Mistakes in campaigns are fatal. There is no time to recover.
Bill English ran a mistake-free campaign. In modern politics no one else who has taken over as Prime Minister has gone on to win the next election. It is a remarkable achievement. All the other parties made mistakes.
When Jacinda became Labour leader Bill English could have launched an attack pointing out her youth and inexperience. Bill held his nerve. Labour's policies were unchanged. He was sure before Election Day the stardust would wear off.
Jacinda made the best start for a new leader ever. If the election had been two weeks earlier she would be now moving into Premier House.
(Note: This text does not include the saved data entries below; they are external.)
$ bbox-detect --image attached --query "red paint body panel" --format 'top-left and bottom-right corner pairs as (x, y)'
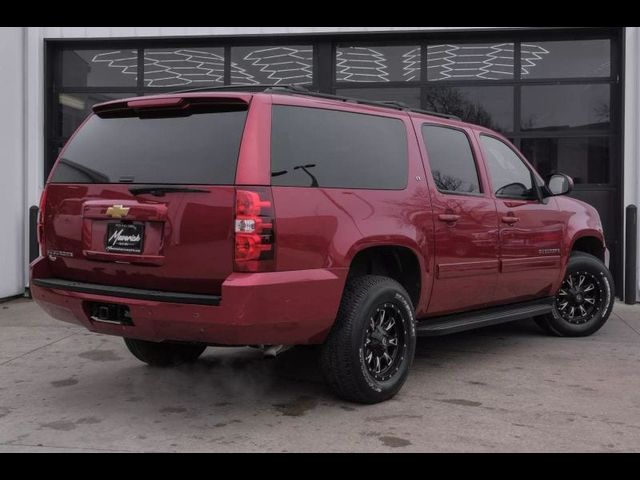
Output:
(492, 197), (565, 302)
(31, 256), (346, 345)
(427, 193), (501, 314)
(235, 94), (272, 186)
(43, 184), (235, 295)
(412, 119), (500, 315)
(31, 91), (608, 346)
(128, 97), (185, 109)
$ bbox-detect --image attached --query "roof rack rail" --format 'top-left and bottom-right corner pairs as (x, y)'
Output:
(409, 107), (461, 121)
(171, 84), (288, 94)
(170, 84), (461, 121)
(266, 86), (461, 121)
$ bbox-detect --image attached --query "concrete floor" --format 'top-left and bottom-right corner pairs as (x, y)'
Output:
(0, 297), (639, 452)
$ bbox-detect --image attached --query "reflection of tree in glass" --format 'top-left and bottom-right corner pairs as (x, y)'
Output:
(424, 86), (495, 130)
(432, 170), (476, 193)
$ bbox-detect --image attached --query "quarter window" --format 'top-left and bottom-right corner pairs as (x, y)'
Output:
(480, 135), (536, 200)
(421, 126), (481, 194)
(271, 106), (408, 189)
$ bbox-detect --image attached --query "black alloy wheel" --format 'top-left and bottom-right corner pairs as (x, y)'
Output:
(363, 303), (406, 382)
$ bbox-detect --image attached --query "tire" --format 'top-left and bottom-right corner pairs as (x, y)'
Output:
(535, 252), (614, 337)
(320, 275), (416, 404)
(124, 338), (206, 367)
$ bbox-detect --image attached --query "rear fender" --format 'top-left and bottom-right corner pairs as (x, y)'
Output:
(345, 236), (432, 316)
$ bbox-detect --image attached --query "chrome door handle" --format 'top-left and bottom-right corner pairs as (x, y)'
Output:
(502, 216), (520, 225)
(438, 214), (460, 223)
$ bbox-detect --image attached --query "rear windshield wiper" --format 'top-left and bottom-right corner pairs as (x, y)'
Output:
(128, 186), (209, 197)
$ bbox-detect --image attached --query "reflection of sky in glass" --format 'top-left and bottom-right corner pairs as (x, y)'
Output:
(231, 46), (313, 85)
(68, 40), (612, 88)
(141, 49), (226, 87)
(427, 44), (515, 81)
(62, 50), (138, 87)
(336, 46), (421, 82)
(521, 40), (611, 78)
(76, 47), (316, 87)
(521, 85), (610, 131)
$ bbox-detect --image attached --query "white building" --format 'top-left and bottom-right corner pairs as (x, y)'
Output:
(0, 27), (638, 301)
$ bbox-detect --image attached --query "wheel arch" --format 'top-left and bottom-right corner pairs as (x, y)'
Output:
(344, 240), (428, 311)
(569, 231), (606, 263)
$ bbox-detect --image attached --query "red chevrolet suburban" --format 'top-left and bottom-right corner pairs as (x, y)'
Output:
(31, 87), (614, 404)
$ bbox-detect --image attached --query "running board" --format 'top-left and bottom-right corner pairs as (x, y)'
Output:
(416, 297), (554, 337)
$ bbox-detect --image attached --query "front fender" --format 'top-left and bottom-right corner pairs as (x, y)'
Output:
(555, 195), (606, 268)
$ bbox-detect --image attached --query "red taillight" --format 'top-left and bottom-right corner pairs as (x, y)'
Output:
(37, 187), (48, 256)
(234, 187), (275, 272)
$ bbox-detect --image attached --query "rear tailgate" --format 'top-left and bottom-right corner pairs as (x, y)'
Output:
(41, 95), (250, 296)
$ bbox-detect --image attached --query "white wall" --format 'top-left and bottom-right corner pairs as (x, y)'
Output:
(624, 27), (640, 298)
(0, 28), (25, 298)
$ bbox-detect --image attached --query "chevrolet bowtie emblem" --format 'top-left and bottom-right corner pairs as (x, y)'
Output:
(106, 205), (130, 219)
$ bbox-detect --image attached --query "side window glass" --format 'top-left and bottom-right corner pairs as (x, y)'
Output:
(421, 125), (481, 194)
(271, 106), (408, 189)
(480, 135), (536, 200)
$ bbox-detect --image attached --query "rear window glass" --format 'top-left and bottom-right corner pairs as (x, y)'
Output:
(49, 107), (248, 184)
(271, 105), (408, 190)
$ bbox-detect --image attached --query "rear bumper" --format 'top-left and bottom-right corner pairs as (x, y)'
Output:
(30, 257), (347, 345)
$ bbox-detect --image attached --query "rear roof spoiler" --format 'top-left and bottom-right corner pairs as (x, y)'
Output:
(92, 93), (251, 118)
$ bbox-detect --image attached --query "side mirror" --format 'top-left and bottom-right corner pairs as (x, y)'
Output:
(547, 173), (574, 196)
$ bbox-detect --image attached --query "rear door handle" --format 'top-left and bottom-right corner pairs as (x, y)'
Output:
(438, 214), (460, 223)
(501, 216), (520, 225)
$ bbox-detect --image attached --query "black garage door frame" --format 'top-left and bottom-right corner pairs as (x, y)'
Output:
(43, 27), (625, 291)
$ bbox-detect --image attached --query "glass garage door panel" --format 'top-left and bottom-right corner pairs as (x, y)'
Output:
(427, 43), (515, 81)
(423, 85), (514, 133)
(231, 45), (313, 85)
(143, 48), (225, 88)
(336, 45), (421, 82)
(569, 189), (618, 245)
(521, 40), (611, 79)
(57, 93), (133, 139)
(521, 137), (612, 185)
(521, 84), (610, 131)
(61, 49), (138, 87)
(334, 88), (421, 109)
While Jacinda saved Labour, she and she alone, is responsible for their defeat - 36 per cent of the party vote for a major party is a defeat.
Jacinda's captain's call to say that a Labour victory would be a mandate to implement any tax and at any rate that a nameless, unelected, committee recommends was a huge blunder. Bill English recognises a gift when he sees one. The campaign in the last 10 days switched to who was the best economic manager, an issue National could not lose.
Te Ururoa Flavell does not recognise a gift. Labour without consultation with Maori announced a "royalty" on water.
It is potentially a bigger grab of Maori rights than Labour's confiscation of the foreshore. Flavell's response was he would "consult with iwi". If instead he had led a fight for Maori water rights the Maori Party could have won all seven Maori seats.
While credit goes to James Shaw for saving his party from oblivion, he was responsible for their disastrous fall. He still will not say benefit fraud is wrong. He has also lead the Greens to the extreme left and irrelevancy.
A Green Party that campaigned on the environment would make an attractive alternative for Bill English.
The increasingly bizarre promises for Northland lead me to pick that perhaps Northland was going back to National.
It was Winston's worst campaign. He skipped the minor leaders' debate, always a mistake.
Far from being a strong position Winston is in a terrible spot.
Every third party that has gone into coalition has lost its list seats in the next election and he no longer has an electorate safety net.
His choice is whether to give confidence and supply from the cross bench and perhaps survive or take ministerial office and inevitable defeat.
Joining an unstable coalition of the losers would probably mean that election defeat will come sooner.
We have been friends with cats for 10,000 years. We were never going to swap moggie for TOP.
David Seymour hoped by being an Under Secretary he could avoid the coalition curse. He was wrong.
There are now hundreds of charter school children who are pleased that he was. With Epsom, Act lives to fight another day unlike the United Future party that has left for the future.